Friday, July 6, 2012

distorted competition?

In a recent article, The Wall Street Journal cites a study of System D by Brazil's Getulio Vargas Foundation to suggest that the shadow economy "distorts competition":
Informal businesses disrupt the normal competitive process that leads to greater productivity over time. Companies that operate outside the law save money by avoiding tax and welfare payments, allowing them to compete despite being inefficient, but informality also denies them the possibility of accessing markets for capital and technology that would improve their productivity. Legitimate, productive businesses lose market share to tax-evading competitors, decreasing their incentives to invest.
The Journal offers this further black market factoid: "39% of Brazil's productivity gap with the U.S. can be explained by the effects of the shadow economy." (The newspaper cites an unnamed McKinsey study as the source for this stat--but I haven't been able to find it, so I can't say what the number means or how McKinsey's researchers arrived at it.)
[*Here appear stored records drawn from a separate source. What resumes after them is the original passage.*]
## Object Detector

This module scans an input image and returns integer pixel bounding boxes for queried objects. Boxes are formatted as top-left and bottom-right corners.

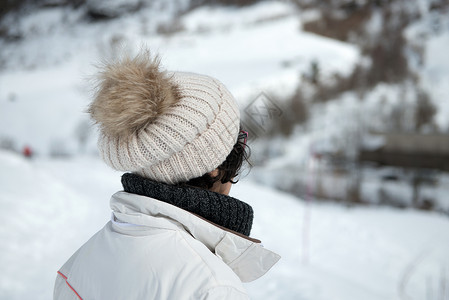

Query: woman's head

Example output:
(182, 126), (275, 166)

(89, 51), (241, 184)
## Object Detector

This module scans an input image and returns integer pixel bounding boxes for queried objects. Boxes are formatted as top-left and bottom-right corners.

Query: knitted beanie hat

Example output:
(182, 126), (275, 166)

(88, 51), (240, 184)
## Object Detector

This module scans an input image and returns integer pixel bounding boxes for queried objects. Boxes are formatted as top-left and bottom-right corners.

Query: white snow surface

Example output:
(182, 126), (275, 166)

(0, 0), (449, 300)
(0, 151), (449, 300)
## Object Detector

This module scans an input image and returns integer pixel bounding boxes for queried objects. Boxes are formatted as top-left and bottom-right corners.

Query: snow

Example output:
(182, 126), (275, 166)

(0, 0), (449, 300)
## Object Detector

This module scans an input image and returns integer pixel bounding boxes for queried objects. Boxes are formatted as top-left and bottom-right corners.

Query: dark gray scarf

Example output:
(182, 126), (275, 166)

(122, 173), (253, 236)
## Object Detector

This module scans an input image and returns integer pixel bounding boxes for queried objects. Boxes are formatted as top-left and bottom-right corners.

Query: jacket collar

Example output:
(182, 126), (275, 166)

(111, 192), (280, 282)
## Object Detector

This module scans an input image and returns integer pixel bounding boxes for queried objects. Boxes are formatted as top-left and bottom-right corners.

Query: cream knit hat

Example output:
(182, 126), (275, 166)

(89, 52), (240, 184)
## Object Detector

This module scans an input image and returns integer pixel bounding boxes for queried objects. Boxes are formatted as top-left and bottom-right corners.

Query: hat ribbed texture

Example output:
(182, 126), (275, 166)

(98, 72), (240, 184)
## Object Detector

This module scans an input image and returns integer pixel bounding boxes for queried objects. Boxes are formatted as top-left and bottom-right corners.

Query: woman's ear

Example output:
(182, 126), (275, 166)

(209, 169), (232, 195)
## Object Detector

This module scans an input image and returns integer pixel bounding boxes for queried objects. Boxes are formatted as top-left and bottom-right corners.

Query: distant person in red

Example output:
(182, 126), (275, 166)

(22, 145), (33, 158)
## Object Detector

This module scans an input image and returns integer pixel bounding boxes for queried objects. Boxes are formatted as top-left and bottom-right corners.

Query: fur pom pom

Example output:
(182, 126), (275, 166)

(88, 51), (180, 137)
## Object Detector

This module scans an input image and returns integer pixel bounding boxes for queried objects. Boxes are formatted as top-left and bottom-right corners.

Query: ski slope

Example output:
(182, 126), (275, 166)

(0, 151), (449, 300)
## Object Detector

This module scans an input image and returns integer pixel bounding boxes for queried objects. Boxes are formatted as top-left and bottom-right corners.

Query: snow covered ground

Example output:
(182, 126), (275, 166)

(0, 1), (449, 300)
(0, 151), (449, 300)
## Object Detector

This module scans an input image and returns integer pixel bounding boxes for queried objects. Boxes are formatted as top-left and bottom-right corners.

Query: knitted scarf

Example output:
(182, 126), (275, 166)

(122, 173), (253, 236)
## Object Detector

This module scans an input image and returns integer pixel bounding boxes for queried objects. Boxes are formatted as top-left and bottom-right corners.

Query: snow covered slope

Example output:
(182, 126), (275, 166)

(0, 2), (359, 155)
(0, 151), (449, 300)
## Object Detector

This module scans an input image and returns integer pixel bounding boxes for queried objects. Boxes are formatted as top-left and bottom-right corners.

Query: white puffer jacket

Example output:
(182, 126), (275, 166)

(54, 192), (280, 300)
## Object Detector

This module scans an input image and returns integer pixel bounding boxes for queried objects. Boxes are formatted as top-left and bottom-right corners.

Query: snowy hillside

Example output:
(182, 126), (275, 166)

(0, 151), (449, 300)
(0, 0), (449, 300)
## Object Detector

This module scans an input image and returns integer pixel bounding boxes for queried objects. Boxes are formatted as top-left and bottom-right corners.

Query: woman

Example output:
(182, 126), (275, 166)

(54, 52), (279, 300)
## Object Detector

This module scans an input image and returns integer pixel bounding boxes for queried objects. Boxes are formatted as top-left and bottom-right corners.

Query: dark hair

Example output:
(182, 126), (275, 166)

(183, 132), (251, 190)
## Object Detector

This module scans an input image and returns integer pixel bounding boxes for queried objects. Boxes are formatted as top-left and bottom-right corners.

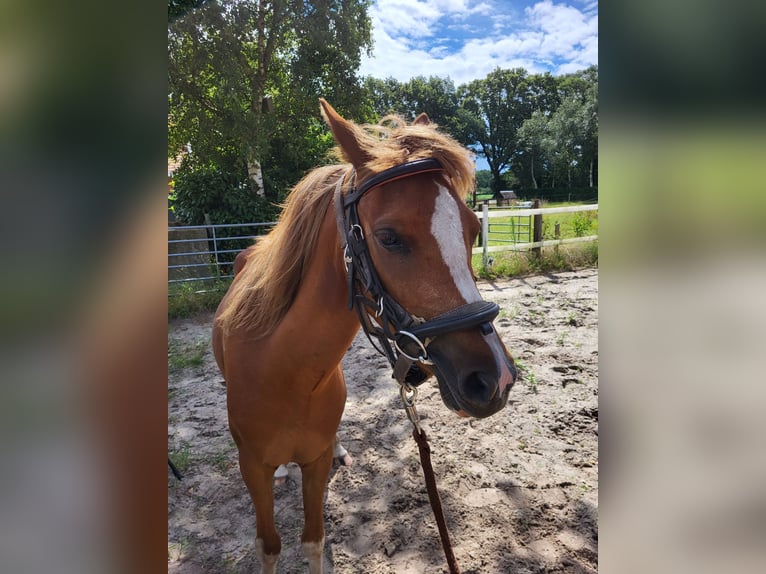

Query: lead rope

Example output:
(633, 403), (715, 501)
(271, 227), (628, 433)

(399, 388), (460, 574)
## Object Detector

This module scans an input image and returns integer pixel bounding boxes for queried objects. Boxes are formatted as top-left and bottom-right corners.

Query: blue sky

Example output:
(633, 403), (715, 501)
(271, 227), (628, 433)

(360, 0), (598, 86)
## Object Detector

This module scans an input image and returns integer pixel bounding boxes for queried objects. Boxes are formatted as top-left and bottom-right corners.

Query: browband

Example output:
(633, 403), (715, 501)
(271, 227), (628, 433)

(343, 158), (444, 207)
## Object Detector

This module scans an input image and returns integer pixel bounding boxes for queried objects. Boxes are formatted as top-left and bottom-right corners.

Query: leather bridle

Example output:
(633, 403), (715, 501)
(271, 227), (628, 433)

(334, 159), (500, 387)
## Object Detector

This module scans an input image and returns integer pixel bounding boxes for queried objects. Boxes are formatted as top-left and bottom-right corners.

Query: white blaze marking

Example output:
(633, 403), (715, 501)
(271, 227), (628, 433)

(431, 185), (481, 303)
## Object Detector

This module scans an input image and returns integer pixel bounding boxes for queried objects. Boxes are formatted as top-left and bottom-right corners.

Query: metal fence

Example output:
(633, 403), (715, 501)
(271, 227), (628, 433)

(168, 222), (275, 284)
(168, 204), (598, 287)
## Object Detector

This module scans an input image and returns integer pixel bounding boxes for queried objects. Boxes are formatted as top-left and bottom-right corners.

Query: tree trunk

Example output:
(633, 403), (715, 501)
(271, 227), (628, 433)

(247, 159), (266, 197)
(492, 170), (503, 199)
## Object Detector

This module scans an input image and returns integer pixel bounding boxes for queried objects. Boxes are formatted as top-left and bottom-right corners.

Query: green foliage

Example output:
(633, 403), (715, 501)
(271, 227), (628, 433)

(168, 340), (210, 374)
(472, 241), (598, 279)
(168, 0), (371, 199)
(168, 280), (229, 319)
(173, 157), (279, 225)
(571, 211), (594, 237)
(514, 187), (598, 203)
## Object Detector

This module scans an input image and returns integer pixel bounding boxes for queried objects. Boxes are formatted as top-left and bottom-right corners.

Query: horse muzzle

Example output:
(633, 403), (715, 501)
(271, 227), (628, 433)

(428, 330), (517, 418)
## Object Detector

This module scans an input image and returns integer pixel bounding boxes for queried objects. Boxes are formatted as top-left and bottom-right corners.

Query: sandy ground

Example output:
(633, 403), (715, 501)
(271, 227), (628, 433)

(168, 269), (598, 574)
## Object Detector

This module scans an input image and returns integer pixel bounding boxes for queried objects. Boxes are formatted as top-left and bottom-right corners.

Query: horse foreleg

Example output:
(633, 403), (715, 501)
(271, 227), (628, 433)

(301, 448), (333, 574)
(239, 451), (282, 574)
(274, 464), (288, 486)
(333, 435), (354, 466)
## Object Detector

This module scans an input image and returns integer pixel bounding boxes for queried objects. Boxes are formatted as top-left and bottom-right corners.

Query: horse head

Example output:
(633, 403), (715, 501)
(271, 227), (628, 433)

(321, 100), (516, 417)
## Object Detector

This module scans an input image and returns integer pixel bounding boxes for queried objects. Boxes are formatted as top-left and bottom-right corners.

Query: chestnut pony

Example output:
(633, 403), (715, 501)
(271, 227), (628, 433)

(213, 100), (516, 574)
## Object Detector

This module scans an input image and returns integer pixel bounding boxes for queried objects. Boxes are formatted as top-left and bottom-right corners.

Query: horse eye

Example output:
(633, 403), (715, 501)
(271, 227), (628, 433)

(375, 229), (404, 251)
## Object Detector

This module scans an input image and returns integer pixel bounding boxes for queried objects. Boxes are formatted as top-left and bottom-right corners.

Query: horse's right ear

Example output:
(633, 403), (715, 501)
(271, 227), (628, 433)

(319, 98), (373, 171)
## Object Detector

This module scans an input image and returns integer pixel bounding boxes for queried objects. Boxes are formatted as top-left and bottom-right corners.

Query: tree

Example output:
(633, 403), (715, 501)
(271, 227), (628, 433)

(168, 0), (371, 200)
(461, 68), (535, 197)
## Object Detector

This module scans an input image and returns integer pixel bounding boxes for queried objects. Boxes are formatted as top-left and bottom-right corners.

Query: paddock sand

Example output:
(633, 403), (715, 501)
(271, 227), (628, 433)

(168, 269), (598, 574)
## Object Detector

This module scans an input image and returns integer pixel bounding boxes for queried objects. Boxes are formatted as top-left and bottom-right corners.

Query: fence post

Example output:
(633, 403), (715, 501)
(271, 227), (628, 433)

(532, 199), (543, 257)
(481, 202), (489, 268)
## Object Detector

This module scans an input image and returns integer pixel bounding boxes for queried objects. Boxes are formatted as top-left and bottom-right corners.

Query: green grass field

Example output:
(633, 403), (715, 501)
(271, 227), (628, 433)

(480, 202), (598, 245)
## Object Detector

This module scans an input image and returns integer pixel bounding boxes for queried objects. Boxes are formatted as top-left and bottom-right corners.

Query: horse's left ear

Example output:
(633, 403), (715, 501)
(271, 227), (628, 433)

(319, 98), (374, 172)
(412, 112), (431, 126)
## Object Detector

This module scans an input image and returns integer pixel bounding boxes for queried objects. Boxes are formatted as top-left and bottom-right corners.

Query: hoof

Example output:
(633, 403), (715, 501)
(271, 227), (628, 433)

(274, 464), (287, 486)
(334, 453), (354, 466)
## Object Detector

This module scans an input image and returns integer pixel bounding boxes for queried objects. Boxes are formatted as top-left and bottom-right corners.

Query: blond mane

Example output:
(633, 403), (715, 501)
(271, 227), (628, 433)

(216, 112), (474, 338)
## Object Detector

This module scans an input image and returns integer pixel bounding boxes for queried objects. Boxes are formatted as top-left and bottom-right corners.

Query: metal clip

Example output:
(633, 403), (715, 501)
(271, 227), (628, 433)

(343, 243), (354, 273)
(399, 383), (421, 434)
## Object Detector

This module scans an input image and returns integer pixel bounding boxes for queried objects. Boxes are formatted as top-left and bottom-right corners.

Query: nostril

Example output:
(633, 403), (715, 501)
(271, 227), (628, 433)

(463, 371), (497, 404)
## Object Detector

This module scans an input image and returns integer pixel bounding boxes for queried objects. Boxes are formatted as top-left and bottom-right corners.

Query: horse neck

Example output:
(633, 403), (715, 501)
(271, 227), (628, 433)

(278, 205), (360, 368)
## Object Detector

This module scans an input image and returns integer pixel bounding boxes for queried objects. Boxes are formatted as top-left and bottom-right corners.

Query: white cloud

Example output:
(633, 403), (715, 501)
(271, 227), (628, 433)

(361, 0), (598, 85)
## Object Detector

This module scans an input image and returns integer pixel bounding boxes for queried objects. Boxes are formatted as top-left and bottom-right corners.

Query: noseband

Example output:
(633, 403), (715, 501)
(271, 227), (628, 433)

(334, 159), (500, 386)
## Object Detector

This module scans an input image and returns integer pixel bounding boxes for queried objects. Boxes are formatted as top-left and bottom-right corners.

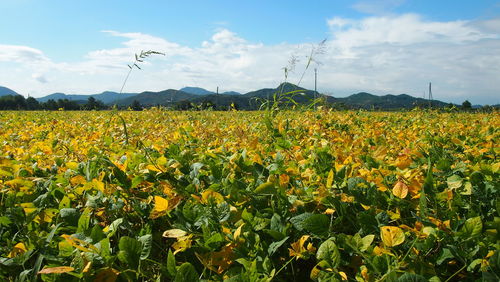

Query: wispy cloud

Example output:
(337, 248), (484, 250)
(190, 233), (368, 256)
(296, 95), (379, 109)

(352, 0), (406, 15)
(0, 14), (500, 104)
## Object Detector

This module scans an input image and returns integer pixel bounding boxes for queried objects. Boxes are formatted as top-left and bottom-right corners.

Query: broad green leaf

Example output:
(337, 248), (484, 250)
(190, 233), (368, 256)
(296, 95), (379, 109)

(139, 234), (153, 260)
(316, 240), (340, 268)
(76, 208), (92, 233)
(90, 224), (106, 242)
(436, 248), (454, 265)
(267, 236), (290, 256)
(163, 229), (187, 238)
(446, 174), (462, 190)
(398, 273), (427, 282)
(460, 216), (483, 238)
(392, 181), (408, 199)
(302, 214), (330, 236)
(118, 236), (142, 270)
(94, 268), (120, 282)
(59, 208), (80, 226)
(167, 249), (177, 277)
(174, 262), (199, 282)
(38, 266), (75, 274)
(290, 212), (313, 231)
(359, 234), (375, 252)
(104, 218), (123, 238)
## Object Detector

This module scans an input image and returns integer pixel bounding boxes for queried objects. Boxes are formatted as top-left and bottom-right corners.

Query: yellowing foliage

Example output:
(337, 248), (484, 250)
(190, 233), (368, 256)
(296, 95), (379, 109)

(0, 108), (500, 281)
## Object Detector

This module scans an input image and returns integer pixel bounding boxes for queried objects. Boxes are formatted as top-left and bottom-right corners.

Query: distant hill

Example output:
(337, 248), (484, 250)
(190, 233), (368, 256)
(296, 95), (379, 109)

(31, 83), (458, 110)
(0, 86), (19, 96)
(179, 87), (215, 95)
(179, 87), (241, 96)
(37, 91), (137, 104)
(336, 92), (448, 110)
(116, 89), (199, 106)
(222, 91), (241, 95)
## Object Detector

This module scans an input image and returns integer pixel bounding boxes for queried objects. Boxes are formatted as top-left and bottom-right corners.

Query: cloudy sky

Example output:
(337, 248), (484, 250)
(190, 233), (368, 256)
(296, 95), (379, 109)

(0, 0), (500, 104)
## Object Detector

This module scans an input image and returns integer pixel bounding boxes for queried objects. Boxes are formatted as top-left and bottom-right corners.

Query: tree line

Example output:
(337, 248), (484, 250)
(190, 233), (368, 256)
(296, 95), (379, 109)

(0, 95), (108, 111)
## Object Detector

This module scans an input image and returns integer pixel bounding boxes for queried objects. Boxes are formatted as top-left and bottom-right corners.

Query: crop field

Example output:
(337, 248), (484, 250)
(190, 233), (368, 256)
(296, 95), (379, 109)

(0, 109), (500, 282)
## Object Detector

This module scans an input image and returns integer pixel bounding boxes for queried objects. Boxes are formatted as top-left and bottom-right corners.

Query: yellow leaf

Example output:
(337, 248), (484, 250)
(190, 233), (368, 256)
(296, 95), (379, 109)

(7, 242), (28, 258)
(380, 226), (405, 247)
(66, 162), (78, 170)
(233, 223), (245, 240)
(82, 261), (92, 273)
(172, 235), (193, 255)
(163, 229), (187, 238)
(201, 189), (224, 204)
(323, 208), (335, 215)
(339, 271), (347, 281)
(373, 246), (392, 256)
(61, 234), (99, 254)
(149, 196), (168, 219)
(19, 203), (36, 215)
(392, 181), (408, 199)
(38, 266), (75, 274)
(280, 174), (290, 187)
(69, 175), (87, 186)
(326, 169), (334, 188)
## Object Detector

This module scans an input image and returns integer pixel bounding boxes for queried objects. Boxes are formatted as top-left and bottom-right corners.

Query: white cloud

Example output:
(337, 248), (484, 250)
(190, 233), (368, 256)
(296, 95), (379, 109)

(31, 73), (49, 83)
(0, 17), (500, 104)
(0, 44), (49, 64)
(352, 0), (406, 15)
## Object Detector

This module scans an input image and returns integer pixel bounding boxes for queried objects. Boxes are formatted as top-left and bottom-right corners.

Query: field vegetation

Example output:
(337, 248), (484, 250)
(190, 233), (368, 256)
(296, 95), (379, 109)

(0, 107), (500, 281)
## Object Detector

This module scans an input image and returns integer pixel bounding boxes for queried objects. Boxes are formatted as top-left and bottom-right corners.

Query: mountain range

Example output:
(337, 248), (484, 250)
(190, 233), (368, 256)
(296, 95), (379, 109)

(0, 83), (460, 110)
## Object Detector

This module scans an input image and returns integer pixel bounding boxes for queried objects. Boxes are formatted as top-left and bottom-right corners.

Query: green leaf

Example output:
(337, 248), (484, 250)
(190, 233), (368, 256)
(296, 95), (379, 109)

(107, 218), (123, 238)
(460, 216), (483, 238)
(174, 262), (199, 282)
(59, 208), (80, 226)
(467, 259), (483, 272)
(59, 196), (71, 209)
(98, 238), (111, 258)
(446, 174), (462, 190)
(436, 248), (454, 265)
(267, 236), (290, 256)
(0, 216), (12, 226)
(359, 234), (375, 252)
(398, 273), (427, 282)
(290, 212), (313, 231)
(90, 224), (106, 242)
(139, 234), (153, 260)
(118, 236), (142, 270)
(316, 240), (340, 268)
(167, 250), (177, 277)
(254, 182), (276, 194)
(302, 214), (330, 237)
(77, 208), (91, 233)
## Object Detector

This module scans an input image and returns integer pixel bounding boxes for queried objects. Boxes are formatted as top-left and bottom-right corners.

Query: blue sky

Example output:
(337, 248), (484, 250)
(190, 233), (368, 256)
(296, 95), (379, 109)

(0, 0), (500, 104)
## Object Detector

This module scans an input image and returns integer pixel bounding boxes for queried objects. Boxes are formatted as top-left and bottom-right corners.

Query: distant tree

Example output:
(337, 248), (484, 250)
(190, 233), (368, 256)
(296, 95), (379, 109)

(462, 100), (472, 111)
(130, 100), (142, 111)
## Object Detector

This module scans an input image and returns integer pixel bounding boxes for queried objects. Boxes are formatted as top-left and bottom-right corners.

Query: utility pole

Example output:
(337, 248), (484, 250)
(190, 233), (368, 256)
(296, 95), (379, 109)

(429, 82), (432, 108)
(314, 68), (318, 109)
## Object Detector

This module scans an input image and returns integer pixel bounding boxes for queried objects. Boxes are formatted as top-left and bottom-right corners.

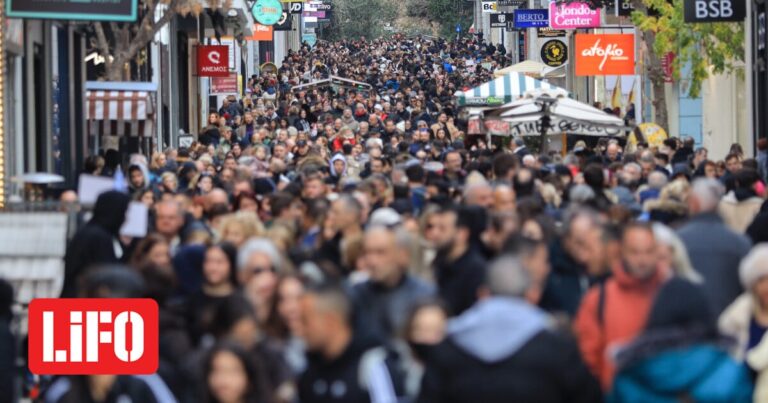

So if a company gets a tax abatement from the government, or hides its income by incorporating in the Cayman Islands, doesn't that also distort competition? And, while tapping bank loans to invest in technology might improve efficiency, doesn't it also reduce employment. Are efficiency and productivity really the only economic benchmarks we have? Or can there be a different economic analysis that sees job growth through System D as a good thing because it grows bottom-up businesses and thus reduces inequality?

1 comment:

FreemonSandlewould said...

Governments are the only source of distortion. Abolish them.